The prime minister, as chair of APEC, said, “APEC leaders should clearly support multilateral trade systems and reject protectionism to bring a freer and more open Asia-Pacific.” He added, “Japan will expedite domestic consultation process on the Trans-Pacific Partnership and start talks with relevant countries.”
The CEOs welcomed Prime Minister Kan’s call for G20 members to assume more responsibility, commensurate with their weight in the world economy, to reach an early conclusion of the WTO Doha Development Round.
Prime Minister Naoto Kan delivers his address at the G20 Business Summit.
The G20 Seoul Summit
The Seoul Summit started with a working dinner on November 11. G20 leaders, under the theme of “Shared Growth Beyond Crisis,” had candid discussions on how to achieve sustainable growth as the world economy had passed through the financial and economic crisis. Leaders agreed to enhance policy coordination among G20 members toward the next summit in France, and adopted the Leaders’ Declaration.
More concretely, G20 leaders established the Seoul Action Plan for strong, sustainable and balanced growth, confirming their continuous efforts in areas such as monetary and exchange rate policies, trade and development policies, fiscal policies, financial reforms and structural reforms. Leaders also agreed to discuss “indicative guidelines” to assess large imbalances in due course. Prime Minister Kan, speaking about the foreign exchange rate, emphasized the importance of moving toward more market-determined exchange rate systems to reflect underlying economic fundamentals, refraining from competitive devaluation of currencies, and the keeping of a vigilant eye by advanced economies with reserve currencies on excess volatility and disorderly movements in exchange rates. Supporting the G20’s work on external imbalance, Prime Minister Kan pointed out that Japan’s case is different from other surplus countries as its current account surplus is mostly attributed to income surplus, not trade surplus.

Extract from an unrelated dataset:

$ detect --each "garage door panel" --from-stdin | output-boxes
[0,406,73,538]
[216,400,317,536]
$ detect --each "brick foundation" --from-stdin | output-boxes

Leaders welcomed an ambitious reform of the IMF, including a doubling of quotas and shifts in quota shares to dynamic emerging markets and developing countries. Moreover, G20 leaders discussed development issues for the first time and endorsed a multi-year action plan. Citing Japan’s postwar experiences, Prime Minister Kan stated, “It is important that G20 members share their knowledge and experiences accumulated over time as donors and recipients, and Japan intends to further contribute to development of low income countries with its advanced technologies and experiences both in public and private sectors.”
On trade, leaders reaffirmed their standstill commitments and committed to rollback any new protectionist measures including export restrictions and WTO-inconsistent measures to stimulate exports, and also committed to promptly bring the Doha Development Round to a conclusion. Prime Minister Kan, following the discussion at the Business Summit, called for further effort from emerging countries toward an early conclusion of the WTO Doha Development Agenda based on the progress made. The prime minister introduced to his fellow leaders Japan’s Basic Policy on Comprehensive Economic Partnerships, which had been announced just before the G20 and APEC, and expressed his determination to continue to actively engage in various trade negotiations including the WTO.